The Heerman legend predated his arrival in Devils Lake. This was a fellow who captained his own paddle wheeler on the Chippewa and Mississippi rivers at age 19 and went on to develop a line of steamers. Continually, too, he looked west, planting a town on the banks of the Red River in the 1850s, intending to enter the freight business on that stream, but giving up the idea with the Indian troubles of 1862.

Friends told and retold the story of how he wooed his bride, Halicia Hanna, twice--the second time after transport troubles caused him to miss his wedding date, requiring delicate intercessions by his prospective mother-in-law to re-seal the deal. They claimed, too, that in 1880 he accomplished the longest continuous inland voyage in American history, transporting a load of freight some 4200 miles from St. Paul down the Mississippi thence up the Missouri to Fort Benton, Montana.

Heerman himself tells the tale of transporting the materials for his Devils Lake flagship, the Minnie H, from the end of track to lakeside during the bitter winter of 1882-83. Nine span of horses drew the boiler on runners and rollers. Exposed workmen and their captain braved temperatures near 50 below (All right, I’m wondering about that one myself.) to build a sawmill and construct the boat.

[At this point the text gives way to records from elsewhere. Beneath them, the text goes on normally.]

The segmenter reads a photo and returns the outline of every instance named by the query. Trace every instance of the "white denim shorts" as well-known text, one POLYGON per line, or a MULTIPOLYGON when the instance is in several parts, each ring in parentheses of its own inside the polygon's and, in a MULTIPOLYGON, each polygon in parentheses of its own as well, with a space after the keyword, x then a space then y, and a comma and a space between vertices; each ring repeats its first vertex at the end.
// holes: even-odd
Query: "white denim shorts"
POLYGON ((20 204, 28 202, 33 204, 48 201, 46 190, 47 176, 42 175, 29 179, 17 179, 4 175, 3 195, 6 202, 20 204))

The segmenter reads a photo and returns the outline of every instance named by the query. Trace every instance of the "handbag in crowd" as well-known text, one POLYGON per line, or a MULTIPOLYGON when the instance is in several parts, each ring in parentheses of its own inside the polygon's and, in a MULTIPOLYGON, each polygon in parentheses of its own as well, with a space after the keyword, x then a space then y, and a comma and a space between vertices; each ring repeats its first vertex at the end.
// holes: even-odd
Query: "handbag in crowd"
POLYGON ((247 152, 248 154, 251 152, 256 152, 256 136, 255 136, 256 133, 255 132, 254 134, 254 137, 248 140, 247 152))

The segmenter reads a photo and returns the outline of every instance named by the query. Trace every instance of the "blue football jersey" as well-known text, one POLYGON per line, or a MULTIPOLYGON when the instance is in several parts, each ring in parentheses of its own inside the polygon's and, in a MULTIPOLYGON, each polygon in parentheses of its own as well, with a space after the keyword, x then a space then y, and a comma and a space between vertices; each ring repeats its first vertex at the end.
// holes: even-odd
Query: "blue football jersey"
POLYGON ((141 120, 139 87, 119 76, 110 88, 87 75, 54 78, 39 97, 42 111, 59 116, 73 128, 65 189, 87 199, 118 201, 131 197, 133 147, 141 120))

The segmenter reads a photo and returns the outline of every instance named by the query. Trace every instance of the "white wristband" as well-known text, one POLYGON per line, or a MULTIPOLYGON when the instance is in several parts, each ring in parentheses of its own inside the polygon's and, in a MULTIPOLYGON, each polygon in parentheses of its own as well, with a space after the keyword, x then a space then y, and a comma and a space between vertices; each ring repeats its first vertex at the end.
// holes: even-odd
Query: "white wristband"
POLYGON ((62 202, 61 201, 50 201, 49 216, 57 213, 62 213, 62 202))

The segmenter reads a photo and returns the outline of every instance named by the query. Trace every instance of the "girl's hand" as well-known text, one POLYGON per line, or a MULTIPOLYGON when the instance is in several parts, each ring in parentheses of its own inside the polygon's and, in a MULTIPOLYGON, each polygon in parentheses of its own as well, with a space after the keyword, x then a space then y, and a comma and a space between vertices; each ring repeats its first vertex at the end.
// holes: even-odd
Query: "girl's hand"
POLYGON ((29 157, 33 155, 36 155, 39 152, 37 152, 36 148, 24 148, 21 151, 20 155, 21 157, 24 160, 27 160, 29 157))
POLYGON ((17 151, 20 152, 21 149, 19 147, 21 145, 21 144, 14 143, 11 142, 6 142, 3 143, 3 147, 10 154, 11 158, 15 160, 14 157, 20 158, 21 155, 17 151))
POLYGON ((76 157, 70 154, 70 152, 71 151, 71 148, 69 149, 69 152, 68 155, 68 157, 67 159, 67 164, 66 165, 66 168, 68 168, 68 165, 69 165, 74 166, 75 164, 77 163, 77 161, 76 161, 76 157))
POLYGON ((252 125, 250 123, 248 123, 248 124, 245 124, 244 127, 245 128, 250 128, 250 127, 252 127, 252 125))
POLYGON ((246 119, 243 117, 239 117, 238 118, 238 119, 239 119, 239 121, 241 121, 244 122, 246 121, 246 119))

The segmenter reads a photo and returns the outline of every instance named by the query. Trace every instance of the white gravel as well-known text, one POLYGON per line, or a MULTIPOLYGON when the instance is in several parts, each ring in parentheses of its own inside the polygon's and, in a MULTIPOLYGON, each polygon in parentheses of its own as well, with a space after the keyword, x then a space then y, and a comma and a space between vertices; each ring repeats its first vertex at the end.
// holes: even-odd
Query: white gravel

After shakedown cruises on July 2 and 3, the side-wheeled, double-decked Minnie H was ready for a grand excursion transporting tourists and dignitaries from Devils Lake to Fort Totten on July 4,1883. The celebration marked both the inauguration of Heerman’s steamboat service and the arrival of Jim Hill’s railroad. The railroad built a convenient spur to Heerman’s landing, located where the Minnie H Elementary School today stands.

The Minnie H, like other Heerman boats, was named for his daughter, who came to live with him in Devils Lake, married, and stayed. I’ll bet the old man would be delighted that indirectly a school was named for her. I’m not so sure how he would feel about the Minnie H Carwash. A C-47 named the Minnie H airlifted troops during the Second World War.

Then there are the relics: the stone marker placed by the Boosters Club in 1937, now situated in front of the Minnie H School; the anchor, bell, grappling hook, and block and tackle reposing in the Pioneer Daughters Museum, Fort Totten; the oak gavels crafted from the salvaged rudder and presented to dignitaries from President Herbert Hoover on down; and other splinters of the true Minnie H dispersed by gift or scavenge.

My personal favorite image is of the pilothouse from the old boat salvaged to the captain’s lawn in Devils Lake, serving as a playhouse for his grandchildren and great-grandchildren. Wonder what became of it?